Vom (Apfel)baum in den Obstkorb

Die Reise eines Apfels vom Baum in den Mund eines Menschen kann sehr schlicht sein: Er wächst im Garten, an einem Baum, der gelegentlich geschnitten und mit Kompost gedüngt wird. Wenn er reif ist, pflückt ihn der Gartenbesitzer und beisst sogleich herzhaft hinein….
Vielleicht macht der Apfel aus dem Garten auch eine Zwischenlandung im Obstkorb und trifft dort auf andere Äpfel. Die Unterhaltung im Obstkorb sei im Folgenden frei übersetzt…

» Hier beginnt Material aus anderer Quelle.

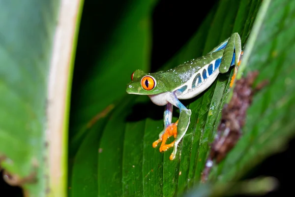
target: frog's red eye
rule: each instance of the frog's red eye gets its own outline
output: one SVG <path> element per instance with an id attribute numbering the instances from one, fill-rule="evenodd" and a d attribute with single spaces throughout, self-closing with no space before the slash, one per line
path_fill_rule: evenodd
<path id="1" fill-rule="evenodd" d="M 141 80 L 141 85 L 143 89 L 146 90 L 150 90 L 155 86 L 155 81 L 150 76 L 145 76 Z"/>

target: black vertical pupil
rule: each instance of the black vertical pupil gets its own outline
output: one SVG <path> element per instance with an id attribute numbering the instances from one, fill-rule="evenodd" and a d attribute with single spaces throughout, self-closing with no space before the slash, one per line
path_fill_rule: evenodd
<path id="1" fill-rule="evenodd" d="M 146 79 L 146 81 L 145 81 L 145 84 L 146 84 L 147 88 L 148 88 L 148 79 Z"/>

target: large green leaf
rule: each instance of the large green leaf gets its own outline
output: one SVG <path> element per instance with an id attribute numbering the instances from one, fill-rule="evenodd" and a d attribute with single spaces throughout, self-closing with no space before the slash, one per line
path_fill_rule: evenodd
<path id="1" fill-rule="evenodd" d="M 289 44 L 294 42 L 292 33 L 294 30 L 290 28 L 294 27 L 294 3 L 276 0 L 268 4 L 269 2 L 220 1 L 208 14 L 190 40 L 163 67 L 173 67 L 206 54 L 232 33 L 238 32 L 243 46 L 248 37 L 252 38 L 244 49 L 244 57 L 249 59 L 245 61 L 246 70 L 259 69 L 258 81 L 264 79 L 272 81 L 255 96 L 243 129 L 245 134 L 226 160 L 213 168 L 209 177 L 212 183 L 236 180 L 251 166 L 273 151 L 268 148 L 269 144 L 277 142 L 275 144 L 277 146 L 272 148 L 277 150 L 292 131 L 294 95 L 292 79 L 294 70 L 291 69 L 290 63 L 294 60 L 290 54 L 295 49 Z M 114 63 L 113 57 L 117 57 L 114 54 L 122 51 L 122 48 L 127 57 L 129 57 L 129 53 L 139 53 L 138 49 L 124 44 L 120 39 L 143 42 L 142 37 L 134 36 L 133 34 L 134 31 L 138 32 L 134 27 L 137 27 L 138 21 L 131 18 L 149 18 L 152 7 L 151 3 L 140 4 L 142 7 L 139 5 L 139 2 L 134 3 L 126 4 L 122 9 L 145 7 L 146 12 L 140 15 L 134 10 L 127 12 L 128 14 L 118 14 L 120 20 L 114 19 L 113 28 L 107 29 L 112 33 L 111 36 L 103 42 L 101 37 L 98 38 L 101 43 L 98 47 L 105 50 L 91 62 L 97 64 L 97 67 L 90 66 L 90 72 L 83 75 L 83 83 L 78 86 L 76 94 L 74 95 L 73 123 L 71 126 L 74 137 L 70 147 L 75 154 L 70 185 L 72 196 L 170 197 L 181 196 L 198 185 L 218 125 L 223 104 L 228 95 L 229 78 L 232 70 L 220 75 L 200 96 L 183 101 L 192 110 L 191 124 L 175 160 L 169 159 L 172 150 L 161 154 L 158 149 L 153 149 L 151 144 L 163 128 L 163 107 L 155 106 L 147 97 L 127 95 L 121 100 L 118 99 L 123 92 L 123 85 L 118 84 L 123 83 L 124 79 L 118 80 L 117 76 L 129 76 L 135 67 L 132 64 L 127 68 L 125 66 L 130 62 L 129 59 L 115 59 L 118 62 Z M 252 33 L 251 29 L 262 3 L 264 9 L 268 9 L 267 14 L 260 15 L 260 23 L 256 22 L 258 25 Z M 278 24 L 282 21 L 284 22 Z M 120 29 L 123 26 L 133 28 Z M 147 33 L 150 27 L 146 28 Z M 128 33 L 128 31 L 131 33 Z M 133 36 L 123 38 L 121 32 L 123 35 Z M 255 38 L 254 40 L 253 37 Z M 116 45 L 114 40 L 117 41 Z M 254 44 L 252 49 L 251 46 Z M 145 48 L 146 45 L 143 46 L 140 53 L 143 55 L 141 53 L 141 58 L 134 55 L 137 59 L 133 61 L 148 60 L 148 48 Z M 247 47 L 250 49 L 247 50 Z M 147 67 L 147 62 L 143 64 L 144 68 Z M 143 69 L 140 67 L 142 66 L 138 65 L 136 68 Z M 129 66 L 132 71 L 125 73 Z M 112 81 L 106 79 L 109 78 Z M 97 89 L 99 90 L 93 91 Z M 78 102 L 80 104 L 77 105 Z M 109 107 L 102 112 L 108 105 Z M 115 109 L 110 113 L 114 106 Z M 177 113 L 174 116 L 176 120 Z M 82 137 L 84 136 L 86 137 Z M 209 188 L 207 187 L 209 186 L 201 186 L 201 190 Z"/>
<path id="2" fill-rule="evenodd" d="M 30 196 L 46 191 L 46 97 L 59 1 L 0 1 L 0 164 Z"/>

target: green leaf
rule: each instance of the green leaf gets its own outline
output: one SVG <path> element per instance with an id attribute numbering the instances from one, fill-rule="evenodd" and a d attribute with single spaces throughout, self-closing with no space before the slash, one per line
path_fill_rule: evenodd
<path id="1" fill-rule="evenodd" d="M 46 190 L 46 97 L 59 5 L 0 1 L 0 164 L 32 197 Z"/>
<path id="2" fill-rule="evenodd" d="M 269 2 L 220 1 L 191 39 L 163 67 L 163 69 L 173 67 L 205 54 L 232 33 L 238 32 L 242 46 L 246 46 L 243 57 L 248 56 L 249 60 L 245 63 L 247 65 L 245 74 L 258 69 L 260 74 L 255 84 L 264 79 L 270 81 L 254 97 L 243 129 L 244 135 L 226 159 L 212 169 L 209 176 L 212 184 L 200 186 L 197 193 L 204 188 L 207 188 L 207 191 L 214 191 L 213 189 L 218 185 L 215 183 L 237 180 L 254 164 L 277 151 L 292 133 L 295 115 L 293 101 L 295 97 L 292 92 L 294 89 L 292 79 L 295 71 L 290 63 L 295 60 L 292 54 L 295 50 L 295 45 L 292 44 L 295 40 L 292 33 L 295 27 L 292 14 L 295 6 L 294 2 L 287 0 Z M 120 85 L 125 83 L 125 79 L 120 77 L 124 75 L 129 76 L 135 68 L 143 69 L 139 67 L 142 65 L 145 67 L 148 66 L 149 48 L 147 45 L 141 42 L 143 46 L 140 50 L 134 46 L 125 44 L 120 39 L 138 42 L 144 39 L 138 35 L 135 36 L 134 31 L 138 32 L 139 19 L 150 17 L 153 5 L 142 4 L 141 1 L 134 3 L 124 5 L 122 9 L 128 9 L 132 5 L 139 9 L 145 7 L 146 12 L 141 14 L 135 11 L 127 12 L 129 14 L 127 15 L 118 14 L 120 20 L 114 20 L 115 27 L 107 29 L 107 33 L 109 33 L 112 36 L 98 47 L 99 50 L 104 47 L 105 50 L 92 60 L 97 64 L 96 67 L 90 66 L 90 71 L 84 76 L 87 80 L 78 85 L 73 95 L 71 128 L 74 137 L 70 150 L 75 155 L 70 185 L 73 197 L 181 196 L 198 185 L 221 109 L 230 91 L 229 79 L 233 70 L 220 74 L 200 95 L 183 101 L 192 110 L 191 123 L 179 145 L 175 160 L 169 159 L 172 150 L 162 154 L 158 148 L 152 148 L 152 142 L 157 139 L 163 129 L 163 107 L 153 104 L 147 97 L 127 95 L 118 99 L 124 92 Z M 252 33 L 261 5 L 265 8 L 266 3 L 270 3 L 265 10 L 267 10 L 266 14 L 259 15 L 261 17 L 255 24 L 261 23 L 254 26 L 256 29 Z M 131 19 L 133 17 L 138 20 Z M 132 28 L 120 29 L 124 26 Z M 145 27 L 145 35 L 147 35 L 150 27 Z M 131 33 L 128 33 L 128 31 Z M 121 34 L 133 37 L 128 35 L 123 38 Z M 98 39 L 102 38 L 100 36 Z M 118 44 L 114 44 L 114 40 L 117 40 Z M 251 44 L 254 47 L 247 51 Z M 136 68 L 132 62 L 128 66 L 128 69 L 130 66 L 132 70 L 125 73 L 128 69 L 125 66 L 132 62 L 131 58 L 115 59 L 115 63 L 112 59 L 118 56 L 115 55 L 118 54 L 116 53 L 123 50 L 127 53 L 127 57 L 133 55 L 136 57 L 133 59 L 134 62 L 144 64 L 139 64 Z M 126 69 L 123 69 L 123 67 Z M 78 73 L 79 75 L 80 72 Z M 93 91 L 98 88 L 99 91 Z M 109 104 L 115 106 L 114 110 L 100 115 L 102 110 Z M 100 118 L 95 119 L 96 114 Z M 174 115 L 175 121 L 177 118 L 177 110 Z M 96 122 L 92 122 L 91 127 L 87 127 L 93 118 Z"/>

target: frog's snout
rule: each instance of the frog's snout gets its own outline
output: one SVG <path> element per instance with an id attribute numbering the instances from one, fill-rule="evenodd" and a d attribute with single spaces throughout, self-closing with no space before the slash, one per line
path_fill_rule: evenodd
<path id="1" fill-rule="evenodd" d="M 126 87 L 126 92 L 130 94 L 130 91 L 132 89 L 133 87 L 132 86 L 131 86 L 130 84 L 127 84 L 127 85 Z"/>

Apfel 1: I hob garrantirrt die moastn Sonnenstundn intus, i bin von Südtirrol.
Apfel 2: Dafür hescht au an die 500 Kilometer im LKW hinter dir, und ich nur 30.
Apfel 1: Und warum sigscht dann so schrumplig us?
Apfel 2: I lag halt e Weili indr Auslaag vom Supermarkt, und dann noch gute zwei Woche hier im Obschtkörble. Und du – warum hesch du so knallrote Bäckle, des isch doch au net natürlich, oder?
Apfel 1: Doch scho. Moi Gschwister vom selbe Baum, die net so rot sinn wie I, die sind nur aussortiert wohre. Nur´d scheenste wie ich sind in´d Premium-Tüten verpackt worre. Und du? (wendet sich an den Gartenapfel): Von Scheenheit kemma bei dirr nid sprrechn. Woas host dann do füran Flatschn?
Gartenapfel (etwas geknickt): Schorf…
Apfel 1 und 2 im Chor: Igitt!!! Des hättma doch wegspritzn könne!!!
Apfel 3 (mischt sich neu ins Gespräch ein): Mmmmmirrrr iiiiisst sooooouuuu cooooouuuulllld!!!
Die drei anderen Äpfel im Chor: Was ist denn mit dir los? Wo kommst denn du her?
Apfel 3: Iiiiich coooommmme frrrrrooomm Neu-Zzzzzea-Lllaaaand. 4 Monate war ich in eine Kühl-Lager eingesperrrrt. Brrrrrr!!!!
Dem Gespräch unter Weltenbummlern im Obstkorb ließe sich noch eine ganze Weile weiter lauschen. Aber vielleicht haben Sie ja bereits jetzt eine Präferenz, zu welchem Apfel Sie am liebsten greifen würden?
Aus verschiedenen Blickwinkeln lassen sie die Geschichten der Äpfel betrachten:

Frische: Hier ist der Gartenapfel unschlagbar – allerdings nur während der Erntezeit, je nach Sorte liegt sie zwischen Ende Juli und Ende November. Danach hängt die „gefühlte Frische“ eines Apfels davon ab, wie er gelagert wurde. Früher hat man Äpfel im kühlen und feuchten Keller gelagert. Heute gibt es moderne Kühllager. In Sauerstoff-reduzierter Atmosphäre werden die Stoffwechselprozesse, die einen Apfel im Lauf der Zeit erst schrumpelig und bräunlich und später faulig oder schimmelig werden lassen, sehr stark verlangsamt. Allerdings: Manch alte Sorte gewinnt bei Keller-Lagerung an Aroma. Und Äpfel, die über längere Zeit im Kühllager bleiben, müssen eine Nuance vor der optimalen Genussreife geerntet werden, damit sie möglichst lange halten.
Innere versus äußere Qualität: Moderne Sortieranlagen machen es möglich: Die perfekt ausgefärbten, kugelrunden und angenehm großen Äpfel werden von den etwas vom Optimum abweichenden Äpfeln getrennt verpackt und vermarktet. Ein Apfel mit Schorfflecken oder einer anderen Unebenheit hat in den überregionalen Vermarktungsschienen keine Chance. Dabei haben alte Apfelsorten, die per se nicht so gleichmäßig wachsen, oftmals vielschichtigere Aromen vorzuweisen als die Standardsorten. Ein naturnaher Anbau mit sparsamen Einsatz von Dünger und anderen Pflegemaßnahmen kann die charakteristischen Aromen zusätzlich intensivieren.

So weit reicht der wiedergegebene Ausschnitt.